But this isn't true! It has been repeatedly shown that patients without inner brain function react to stimuli (such as being pinched or pricked with a needle) by recoiling from the pain, as do babies with no experience of pain. So qualia and consciousness seem like they have nothing to do with ensuring coherent behavior. To put this another way, your experiences and interactions with the world could be sufficient to associate the stove with danger, but how does that explain why the experience of touching the stove has qualia, as opposed to simply the pain-reaction of a patient without inner brain function or a baby?
Another counterargument is that our brains carry out lots of "coherent" functions "in the dark". Consider, for example, thermoregulation; most of the time, there is no conscious experience associated with it, but yet it is happening constantly and coherently.
Let's simplify it further: to use a famous example, do you believe that a thermostat is conscious? After all, a theremostat is able to coherently regulate its temperature over time in response to changes in its environment.
>But this isn't true! It has been repeatedly shown that patients without inner brain function react to stimuli (such as being pinched or pricked with a needle) by recoiling from the pain, as do babies with no experience of pain.
Yes, reflexive avoidance behavior doesn't require conscious experience. But as the environment of the organism gets more complex, reflexive avoidance behavior isn't sufficient for competence. For an agent in a complex environment, competent damage avoidance requires engaging with negative valence as a cognitive entity to be planned around and weighed against other interests. This requires unification and consciousness.
>Another counterargument is that our brains carry out lots of "coherent" functions "in the dark". Consider, for example, thermoregulation
This isn't an example of coherent behavior in the sense being used here. The issue is one of voluntary behavior being coherently executed as to achieve some goal without undermining itself.
> But as the environment of the organism gets more complex, reflexive avoidance behavior isn't sufficient for competence. For an agent in a complex environment, competent damage avoidance requires engaging with negative valence as a cognitive entity to be planned around and weighed against other interests. This requires unification and consciousness.
But why does engaging with negative valence, planning, and weighing actions against other interests require subjective experience? That sounds simply like a mathematical function (perhaps using our own past experiences as inputs). Reinforcement Learning is a great counterexample here: AI systems weigh negative valence and execute long-term plans without any qualia.

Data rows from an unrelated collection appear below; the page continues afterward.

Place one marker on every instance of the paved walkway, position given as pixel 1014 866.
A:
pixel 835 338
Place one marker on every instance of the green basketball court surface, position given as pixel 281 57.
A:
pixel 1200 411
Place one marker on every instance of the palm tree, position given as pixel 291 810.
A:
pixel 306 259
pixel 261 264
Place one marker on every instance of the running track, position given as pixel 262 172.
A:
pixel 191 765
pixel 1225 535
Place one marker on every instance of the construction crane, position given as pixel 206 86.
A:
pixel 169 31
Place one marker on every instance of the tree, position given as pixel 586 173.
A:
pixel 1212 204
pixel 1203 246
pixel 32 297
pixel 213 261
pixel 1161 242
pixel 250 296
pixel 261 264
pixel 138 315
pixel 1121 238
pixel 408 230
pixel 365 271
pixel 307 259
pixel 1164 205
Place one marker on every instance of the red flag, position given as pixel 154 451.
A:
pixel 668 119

If thermoregulation is too "reflexive" for you, consider that there are many examples in which humans are able to perform very complex tasks in the absence of qualia. Consider, for instance, the phenomena of highway hypnosis, blindsight or sleepwalking - humans can do incredibly complicated things without qualia.
> This isn't an example of coherent behavior in the sense being used here. The issue is one of voluntary behavior being coherently executed as to achieve some goal without undermining itself.
This argument is circular. The original claim is that behaving coherently in a a complex environment requires consciousness. By shifting the goalposts to say that only voluntary behaviors qualify, you are begging the question. The entire notion of "voluntary" implies conscious intent, so your argument has become "consciously willed behaviors require consciousness".
>But why does engaging with negative valence, planning, and weighing actions against other interests require subjective experience?
I have a few different answers here. None are rock solid. Lets take it as a given that planning requires a unified representation of all inputs to the planning apparatus. Now, going with the example from earlier: an organism touches a hot stove and recoils. We can imagine this behavior without any accompanying qualia. But to plan subsequent behavior around the hot stove, the damaging hotness must be represented in the unified representation in a way that intrinsically carries the semantics of negative valence. Phenomenal pain just is "semantics of negative valence featured in a unified representation". My claim is that this is a conceptual identity; you can't have one without the other. This gives the planning apparatus competence at engaging with signals of bodily damage.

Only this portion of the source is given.